Impossible...unless it somehow perfectly mimics an old Pflueger Medalist.


----------



## tincanary (Jul 23, 2018)

Not sure when I'll be able to get around to it, but I hope to get it fishing soon.


----------



## pescadero (Mar 31, 2006)

pescadero said:


> Visser No. 3
> 
> ...but I won't pay $100 for a reel, so $700 is out of the question.


----------



## sfw1960 (Apr 7, 2002)

Zebco 202?
🤣

Was at 7th grade camp being told how to work the infamous Heddon Hula Popper when a 20" bass gulped it down...
The ink stain on my brain still remains!

Mostly $100 range reels here for most of them but I like my carbon fiber #30 reels at 6.6 Oz just for the comfort.


----------



## Manolin (Feb 20, 2021)

I keep looking for an old shakespeare 1810, anyone got one that could pass a TinCanary test? Lol…..


----------



## tincanary (Jul 23, 2018)

Manolin said:


> I keep looking for an old shakespeare 1810, anyone got one that could pass a TinCanary test? Lol…..

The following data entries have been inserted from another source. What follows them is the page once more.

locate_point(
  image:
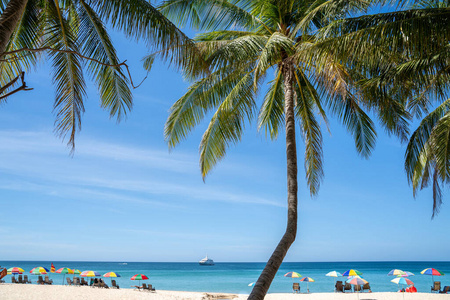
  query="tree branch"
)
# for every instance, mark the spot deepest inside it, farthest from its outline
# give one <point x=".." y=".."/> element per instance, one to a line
<point x="80" y="55"/>
<point x="23" y="87"/>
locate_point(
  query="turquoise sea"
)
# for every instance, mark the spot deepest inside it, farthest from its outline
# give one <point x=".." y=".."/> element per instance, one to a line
<point x="235" y="277"/>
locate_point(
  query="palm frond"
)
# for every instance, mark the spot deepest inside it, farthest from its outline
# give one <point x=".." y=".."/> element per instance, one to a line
<point x="68" y="75"/>
<point x="227" y="124"/>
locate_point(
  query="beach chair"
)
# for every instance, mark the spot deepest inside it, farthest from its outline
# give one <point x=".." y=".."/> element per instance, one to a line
<point x="47" y="280"/>
<point x="102" y="284"/>
<point x="347" y="287"/>
<point x="114" y="284"/>
<point x="339" y="287"/>
<point x="366" y="287"/>
<point x="436" y="286"/>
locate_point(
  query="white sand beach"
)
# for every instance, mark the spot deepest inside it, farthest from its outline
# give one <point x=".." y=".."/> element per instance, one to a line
<point x="57" y="292"/>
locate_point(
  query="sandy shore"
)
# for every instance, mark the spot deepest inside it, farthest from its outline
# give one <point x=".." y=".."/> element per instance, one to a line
<point x="57" y="292"/>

If you can find one I'll go through it for you


----------



## kaplan (Dec 26, 2011)

Ross CLA. Bought it at the Dundee Cabelas 20 years ago. Still clicking.


----------



## Manolin (Feb 20, 2021)

Hey TC!

Can you fix it? Lol


----------



## tincanary (Jul 23, 2018)

Manolin said:


> Hey TC!
> 
> Can you fix it? Lol
> 
> View attachment 848582


If I can find a frame, yes. If not, I can booger weld it with some JB Weld! Lol


----------



## sfw1960 (Apr 7, 2002)

Saw this same thing happen once very late.
A good buddy loaned his rig to his BIL and he was dozing off and a walleye smacked his bait rather hard, the hookset was indeed vicious, but when you're thumping the bottom of the gunnel as hard as you can IDK even JB Weld can help you - it was glued back on but fell off the next time out just from the vibration under way in the holder!
😂


----------



## Grinnell (Nov 20, 2019)

Love my Calcutta 251. Had been bulletproof for 20 plus years. Might need a little TC love though. Fished all over the country with it.


----------



## tincanary (Jul 23, 2018)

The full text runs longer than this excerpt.